Financial Highlights

  • Revenues: $2,802.7 million, reflecting a slight increase from the previous year's $2,757.9 million, indicating stable sales performance.
  • Operating Income: $312.6 million, an improvement from $273.9 million in the prior year, suggesting enhanced operational efficiency.
  • Net Income: $189.8 million, a significant increase compared to $52.2 million in the previous year, driven by improved cost management and operational performance.
  • Earnings (loss) per common share - basic: $0.49, up from $0.13 in the prior year, reflecting the company's improved profitability.
  • Earnings (loss) per common share - diluted: $0.48, compared to $0.13 in the previous year, indicating better earnings performance.

Business Highlights

  • Revenue Segments: VF Corporation's revenue is divided into three main segments: Outdoor, Active, and All Other. The Outdoor segment includes brands like The North Face® and Timberland®, while the Active segment comprises brands such as Vans®, Kipling®, Eastpak®, and JanSport®. The 'All Other' category includes brands like Dickies®, Altra®, Smartwool®, Napapijri®, and Icebreaker®.
  • Geographical Performance: The company reported its revenues across three main geographical regions: Americas, Europe, and Asia-Pacific. The Americas region contributed significantly to the total revenue, followed by Europe and Asia-Pacific.
  • Segment Realignment: In the first quarter of Fiscal 2026, VF Corporation realigned its reportable segments to better reflect management's focus and operational structure. The Timberland® and Timberland PRO® brands are now managed as one operating segment and aggregated with The North Face® brand in the Outdoor segment.
  • Future Outlook: VF Corporation expects to recognize $51.2 million of fixed consideration related to future minimum guarantees under its licensing agreements, which will be recognized over time through March 2031. This indicates a stable revenue stream from licensing agreements.
  • Operational Changes: The company has entered into a definitive agreement to sell the Dickies® brand to Bluestar Alliance LLC for $600 million. This sale is expected to result in a pre-tax gain in the third quarter of Fiscal 2026, indicating a strategic shift in VF's brand portfolio.
  • Discontinued Operations: The Supreme® brand was sold to EssilorLuxottica S.A. for $1.5 billion, with the transaction completed on October 1, 2024. This sale was part of VF's strategy to streamline its brand portfolio and focus on core operations.
  • Lease Operations: VF Corporation continues to manage a substantial number of operating leases for retail locations, office spaces, and distribution facilities.
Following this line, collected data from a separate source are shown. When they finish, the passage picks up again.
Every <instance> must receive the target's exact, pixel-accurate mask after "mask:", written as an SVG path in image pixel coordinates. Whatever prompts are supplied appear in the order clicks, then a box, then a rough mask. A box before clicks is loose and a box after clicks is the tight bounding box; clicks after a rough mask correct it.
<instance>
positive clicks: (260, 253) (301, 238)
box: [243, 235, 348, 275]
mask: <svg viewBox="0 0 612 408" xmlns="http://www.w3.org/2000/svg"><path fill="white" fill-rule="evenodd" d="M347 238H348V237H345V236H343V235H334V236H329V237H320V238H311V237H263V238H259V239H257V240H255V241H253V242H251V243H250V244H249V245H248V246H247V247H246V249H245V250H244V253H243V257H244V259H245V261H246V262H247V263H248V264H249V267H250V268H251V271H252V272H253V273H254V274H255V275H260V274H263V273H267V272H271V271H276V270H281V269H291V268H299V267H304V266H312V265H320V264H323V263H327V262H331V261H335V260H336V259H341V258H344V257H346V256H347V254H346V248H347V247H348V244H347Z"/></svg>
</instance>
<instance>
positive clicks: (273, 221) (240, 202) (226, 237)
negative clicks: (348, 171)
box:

The total lease cost for the six months ended September 2025 was $268.7 million, reflecting the company's ongoing commitment to maintaining its operational infrastructure.
  • Supply Chain Financing: VF facilitates a voluntary supply chain finance program, allowing suppliers to leverage VF's credit rating for early payment. As of September 2025, $696.6 million of obligations were due to suppliers participating in this program, highlighting VF's efforts to support its supply chain partners.
  • Pension Plan Termination: VF has executed a resolution to terminate its U.S. qualified pension plan, which is expected to be completed in Fiscal 2026. This move is part of VF's broader strategy to manage its pension obligations and reduce future liabilities.